Scaling GRR within a single server

For 3.1.0 and later, use a systemd drop-in override to control how many copies of each component you run on each machine. This can initially be done using:

sudo systemctl edit grr-server

which creates “/etc/systemd/system/grr-server.service.d/override.conf”. You’ll want to turn this into a template file and control via puppet or similar. An example override that just runs 3 workers looks like:

ExecReload=/bin/systemctl --no-block reload grr-server@worker.service grr-server@worker2.service grr-server@worker3.service
ExecStart=/bin/systemctl --no-block start grr-server@worker.service grr-server@worker2.service grr-server@worker3.service
ExecStop=/bin/systemctl --no-block stop grr-server@worker.service grr-server@worker2.service grr-server@worker3.service

When starting multiple copies of the UI and the web frontend you also need to tell GRR which ports it should be using. So if you want 10 http frontends on a machine you would configure your systemd drop-in to start 10 copies and then set Frontend.port_max so that you have a range of 10 ports from Frontend.bind_port. (I.E. set Frontend.bind_port to 8080 and Frontend.port_max to 8089) You can then configure your load balancer to distribute across that port range. AdminUI.port_max works the same way for the UI.

Large Scale Deployment

The GRR server components should be distributed across multiple machines in any deployment where you expect to have more than a few hundred clients, or even smaller deployments if you plan on doing intensive hunting. The performance needs of the various components are discussed below, and some real-world example deployment configurations are described in the FAQ.

You should install the GRR package on all machines and use configuration management (chef, puppet etc.) to:

  • Distribute the same grr-server.yaml to each machine

  • Control how many of each component to run on each machine (see next section for details)

For scaling the fleetspeak communication framework, see the instructions in the fleetspeak section.

Component Performance Needs

  • Worker: you will probably want to run more than one worker. In a large deployment where you are running numerous hunts it makes sense to run 20+ workers. As long as the datastore scales, the more workers you have the faster things get done. We previously had a config setting that forked worker processes off, but this turned out to play badly with datastore connection pools, the stats store, and monitoring ports so it was removed.

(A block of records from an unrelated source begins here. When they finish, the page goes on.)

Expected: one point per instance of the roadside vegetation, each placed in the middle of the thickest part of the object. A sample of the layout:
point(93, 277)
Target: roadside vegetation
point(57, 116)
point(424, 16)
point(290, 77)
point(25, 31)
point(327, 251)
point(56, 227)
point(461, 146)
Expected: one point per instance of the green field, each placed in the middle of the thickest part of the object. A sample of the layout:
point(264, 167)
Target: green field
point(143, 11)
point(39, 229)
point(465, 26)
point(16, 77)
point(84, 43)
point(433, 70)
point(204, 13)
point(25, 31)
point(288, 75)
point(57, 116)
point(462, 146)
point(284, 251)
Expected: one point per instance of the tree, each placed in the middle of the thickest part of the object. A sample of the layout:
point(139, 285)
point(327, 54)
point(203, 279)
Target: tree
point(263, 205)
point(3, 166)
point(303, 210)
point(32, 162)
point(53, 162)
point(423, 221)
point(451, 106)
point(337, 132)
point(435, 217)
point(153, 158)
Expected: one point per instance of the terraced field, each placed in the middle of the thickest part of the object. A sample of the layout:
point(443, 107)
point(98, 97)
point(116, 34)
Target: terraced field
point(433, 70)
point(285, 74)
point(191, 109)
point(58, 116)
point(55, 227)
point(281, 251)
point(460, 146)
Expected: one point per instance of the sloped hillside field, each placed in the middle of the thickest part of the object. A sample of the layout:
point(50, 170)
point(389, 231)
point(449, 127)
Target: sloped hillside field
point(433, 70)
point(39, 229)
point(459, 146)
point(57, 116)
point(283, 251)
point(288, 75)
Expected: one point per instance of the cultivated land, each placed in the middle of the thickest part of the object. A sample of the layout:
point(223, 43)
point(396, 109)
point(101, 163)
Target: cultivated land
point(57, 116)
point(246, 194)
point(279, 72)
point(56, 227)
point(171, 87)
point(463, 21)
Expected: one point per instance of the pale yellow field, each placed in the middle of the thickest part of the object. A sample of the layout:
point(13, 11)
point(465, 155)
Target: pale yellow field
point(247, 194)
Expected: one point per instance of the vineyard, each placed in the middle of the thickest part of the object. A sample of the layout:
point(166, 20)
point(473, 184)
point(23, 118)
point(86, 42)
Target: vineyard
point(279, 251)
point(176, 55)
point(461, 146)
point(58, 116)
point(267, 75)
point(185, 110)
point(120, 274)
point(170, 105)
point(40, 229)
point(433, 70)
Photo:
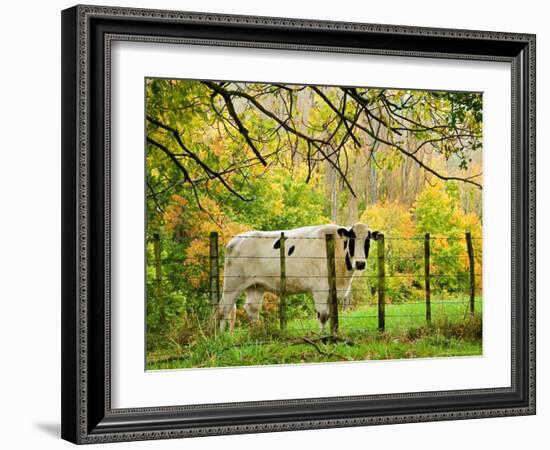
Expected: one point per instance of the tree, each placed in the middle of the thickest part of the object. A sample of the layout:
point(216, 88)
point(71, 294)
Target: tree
point(260, 126)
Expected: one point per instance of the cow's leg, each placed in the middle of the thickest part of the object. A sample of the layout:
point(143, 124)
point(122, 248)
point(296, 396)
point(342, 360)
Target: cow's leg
point(322, 307)
point(227, 308)
point(253, 304)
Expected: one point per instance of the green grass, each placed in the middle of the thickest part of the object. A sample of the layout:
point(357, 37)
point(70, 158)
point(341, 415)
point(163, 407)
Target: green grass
point(453, 333)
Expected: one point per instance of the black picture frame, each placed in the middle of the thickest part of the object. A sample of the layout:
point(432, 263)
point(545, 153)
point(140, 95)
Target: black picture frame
point(87, 416)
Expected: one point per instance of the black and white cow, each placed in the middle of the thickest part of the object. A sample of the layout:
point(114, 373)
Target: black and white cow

  • HTTP frontend: The frontend http server can be a significant bottleneck. By default we ship with a simple http server, but this is single process, written in python which means it may have thread lock issues. To get better performance you will need to run multiple instances of the HTTP frontend behind a reverse HTTP proxy (i.e. Apache or Nginx). Assuming your datastore handles it, these should scale linearly.

  • Web UI: The admin UI component is usually under light load, but you can run as many as you want for redundancy (you’ll need to run them behind Apache or Nginx to load-balance the traffic). The more concurrent GRR users you have, the more instances you need. This is also the API server, so if you intend to use the API heavily run more.